5. Scenario: Since 2003, the U.S. Bureau of Labor Statistics has been conducting the biennial American Time Use Survey. Census workers use telephone interviews and a complex sampling design to measure the amount of time people devote to various ordinary activities. We have some of the survey data in the data table called TimeUse. Our data table contains observations from more than 43,191 different respondents in 2003, 2007, and 2017. For these questions, use the Data Filter to select and include just the 2017 responses.
a. Create a crosstabulation of employment status by sex, and report on what you find.
b. Create a crosstabulation of full versus part-time employment status by gender, and report on what you find.
c. Compare the distribution of time spent sleeping across the employment categories. Report on what you find.
d. Now change the data filter to include all rows. Compare the distribution of time spent on personal email in 2003, 2007, and 2017. Comment on your findings.
6. Scenario: The data table Sleeping Animals contains information about the sizes, life spans, and sleeping habits of various mammal species. The last few columns are ordinal variables classifying the animals according to their comparative risks of being victimized by predators and the degree to which they sleep in the open rather than in enclosed spaces.

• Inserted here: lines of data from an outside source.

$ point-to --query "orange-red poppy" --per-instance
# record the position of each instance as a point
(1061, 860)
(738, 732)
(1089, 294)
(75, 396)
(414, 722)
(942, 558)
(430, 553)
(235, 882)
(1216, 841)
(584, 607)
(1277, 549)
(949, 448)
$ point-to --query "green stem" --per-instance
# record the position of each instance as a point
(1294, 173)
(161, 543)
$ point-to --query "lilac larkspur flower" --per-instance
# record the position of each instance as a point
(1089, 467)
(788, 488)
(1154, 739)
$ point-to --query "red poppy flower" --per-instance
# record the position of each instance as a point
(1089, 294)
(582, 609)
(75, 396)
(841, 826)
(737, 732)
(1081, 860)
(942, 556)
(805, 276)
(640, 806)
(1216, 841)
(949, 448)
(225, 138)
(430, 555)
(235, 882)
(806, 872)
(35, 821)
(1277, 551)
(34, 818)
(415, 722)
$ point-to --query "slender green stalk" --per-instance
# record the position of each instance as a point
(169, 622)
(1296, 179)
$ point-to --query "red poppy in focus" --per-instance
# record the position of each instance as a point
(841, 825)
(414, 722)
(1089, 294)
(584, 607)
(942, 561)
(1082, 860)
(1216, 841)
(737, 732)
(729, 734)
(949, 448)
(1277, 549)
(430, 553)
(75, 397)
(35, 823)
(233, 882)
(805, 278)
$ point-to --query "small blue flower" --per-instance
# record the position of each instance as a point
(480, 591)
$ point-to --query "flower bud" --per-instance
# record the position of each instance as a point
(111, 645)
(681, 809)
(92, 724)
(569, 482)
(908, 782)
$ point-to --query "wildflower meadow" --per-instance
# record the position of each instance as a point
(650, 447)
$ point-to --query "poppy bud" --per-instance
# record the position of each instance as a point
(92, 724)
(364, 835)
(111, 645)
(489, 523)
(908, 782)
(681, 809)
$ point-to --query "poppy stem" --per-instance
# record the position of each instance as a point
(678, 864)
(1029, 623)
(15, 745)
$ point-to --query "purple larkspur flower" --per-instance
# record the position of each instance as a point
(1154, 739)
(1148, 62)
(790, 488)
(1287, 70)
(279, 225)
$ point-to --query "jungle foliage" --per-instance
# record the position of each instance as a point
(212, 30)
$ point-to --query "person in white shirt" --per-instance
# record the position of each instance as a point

a. Create a crosstabulation of predation index by exposure index, and report on what you find.
b. Compare the distribution of hours of sleep across values of the danger index. Report on what you find.
c. Create a scatterplot of total sleep time and life span for these animals. What does the graph tell you?
d. Compute the correlation between total sleep time and life span for these animals. What does the correlation tell you?
7. Scenario: Let’s return to the data table FAA Bird Strikes CA. The FAA includes categorical variables pertaining to the number of birds struck, the size of the birds struck, and the general weather conditions.
a. Create a crosstabulation of number of birds struck versus sky conditions (Sky), and report on what you find.
b. Create a crosstabulation of number of birds struck versus the precipitation conditions (Precip), and report on what you find.
c. Investigate the relationship between the number of birds struck and the speed of the aircraft.